Have a project that doesn't fit traditional funding models? Looking to engage a broad community of like-minded folk? Hear first-hand experiences with the growing trend of crowd-funded projects from filmmakers who have launched successful campaigns, both big and small. We'll also discuss the broader implications of the phenomenon: is this the future of fundraising or will it get too crowded?
Randall Okita, Absitomen Media
Born and raised in Calgary, Alberta, Randall Lloyd Okita is an artist and filmmaker working in a variety of forms. Randall's videos have won national and international acclaim, have been broadcast internationally and screened as official selections in festivals around the world from San Francisco to Tehran. Randall's films incorporate elements of sculpture, technology and drama, often including the creation of complex structures and the use of rich cinematography. Randall has designed and implemented mentor-driven mediamaking and storytelling courses for a variety of schools and community organizations and is a regular member industry panels and artist juries. His favorite road snack is celery.

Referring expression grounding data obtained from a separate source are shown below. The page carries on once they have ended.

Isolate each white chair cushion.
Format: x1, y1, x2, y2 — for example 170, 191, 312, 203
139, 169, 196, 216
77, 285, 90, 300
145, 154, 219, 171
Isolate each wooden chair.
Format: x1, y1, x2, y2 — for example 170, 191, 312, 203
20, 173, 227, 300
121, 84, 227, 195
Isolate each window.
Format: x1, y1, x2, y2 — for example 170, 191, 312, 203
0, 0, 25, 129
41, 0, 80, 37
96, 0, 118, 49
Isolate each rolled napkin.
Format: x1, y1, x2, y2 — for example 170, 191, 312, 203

Tiffany Hsiung, Director, Within Every Woman
Tiffany Hsiung was born and raised in the heart of downtown Toronto. She graduated from Ryerson University's film production program in June 2007. Hsiung's current project delves into the systematical sexual slavery that imprisoned over 200,000 girls between the ages of 9 to 20 years old during World War 2 in Asia. Within Every Woman explores the invaluable perspective these survivors have on the challenges young girls and women face globally. Resonating with millions of girls and women worldwide, this film will help plant a crucial seed of hope and bring about a movement of change that sees women's rights acknowledged, advocated for and respected.

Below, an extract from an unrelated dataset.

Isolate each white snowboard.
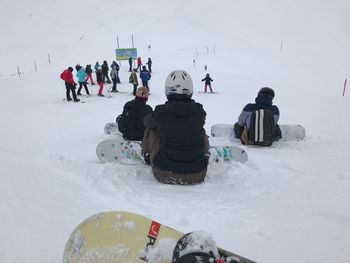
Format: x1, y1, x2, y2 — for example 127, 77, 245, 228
211, 123, 305, 141
96, 138, 248, 164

Shasha Nakhai & Rich Williamson, Directors, Sugar Bowl
Shasha Nakhai was born in the Philippines. Her first documentary, Baby Not Mine, about Filipino caregivers in Canada, won awards at the Human Rights DocFest and Montreal World Film Festival. Rich Williamson graduated from Ryerson University and is currently in post-production with his first feature documentary film, Happy Joe.
Mina T. Son
Mina T. Son is an award-winning documentary filmmaker whose films have screened at several prestigious film festivals and museums including the National Gallery of Art, Margaret Mead, Traverse City Film Festival, Mill Valley, and Cinequest. She is a two-time Student Academy Award Regional Finalist and her other awards include Best Short Documentary at the San Diego Asian Film Festival and a CINE Golden Eagle Award. A recent graduate of the M.F.A. Documentary Program at Stanford University, Mina is a recipient of the 2010-11 College Art Association Professional-Development Fellowship in the Visual Arts. Mina is currently producing and co-directing a feature-length ping pong documentary with Sara Newens called Top Spin.